BY Ian Dunn | January 4 | 1 COMMENT print
Scottish Catholic midwives’ appeal goes to court next week
SPUC helps the women who conscientiously object on religious grounds to supervising abortions appeal the decision against them.
The appeal of the two Scottish Catholic midwives who lost their court case against supervising abortion procedures will start on Tuesday.
The appeal against the controversial decision will be heard by three judges in the Inner House of the Court of Session in Edinburgh and is expected to last two days.
Midwifery sisters Mary Doogan, 57, and Concepta Wood, 51, (above), claim that being forced to supervise staff taking part in abortions violated their human rights. Last February, Judge Lady Smith at the Court of Session, Edinburgh, ruled against the midwives.
Ms Doogan, from Garrowhill in Glasgow, and Mrs Wood, from Clarkston in East Renfrewshire, both object on religious grounds to participating in abortions and took their employer, NHS Greater Glasgow and Clyde, to court over the issue.
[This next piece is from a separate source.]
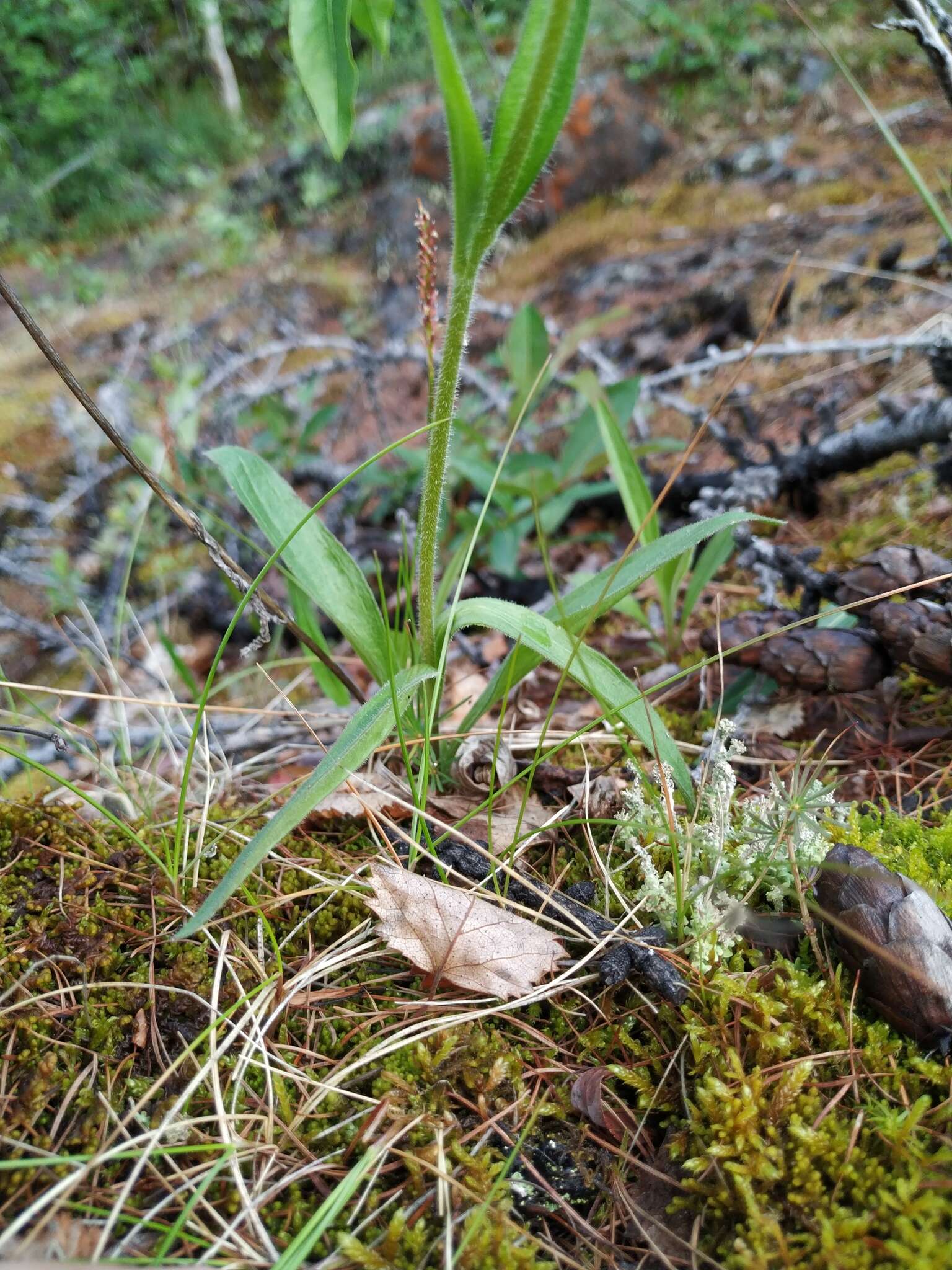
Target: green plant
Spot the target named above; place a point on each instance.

Both women had worked as co-ordinators on the labour ward at the Southern General Hospital in Glasgow. The midwifery sisters have a right of conscientious objection and challenged whether the health board was entitled to require them to delegate, supervise and support staff in the work.
Following a judicial review in February, however, Judge Lady Smith ruled against the women, claiming they were sufficiently protected from any direct involvement with the procedure to which they object.
The two midwives, and the Society for the Protection of Unborn Children (SPUC), which is underwriting their legal costs, dispute that ruling.
Following the logic of Lady Smith’s ruling, plantation supervisors in America’s Deep South were not involved in slavery.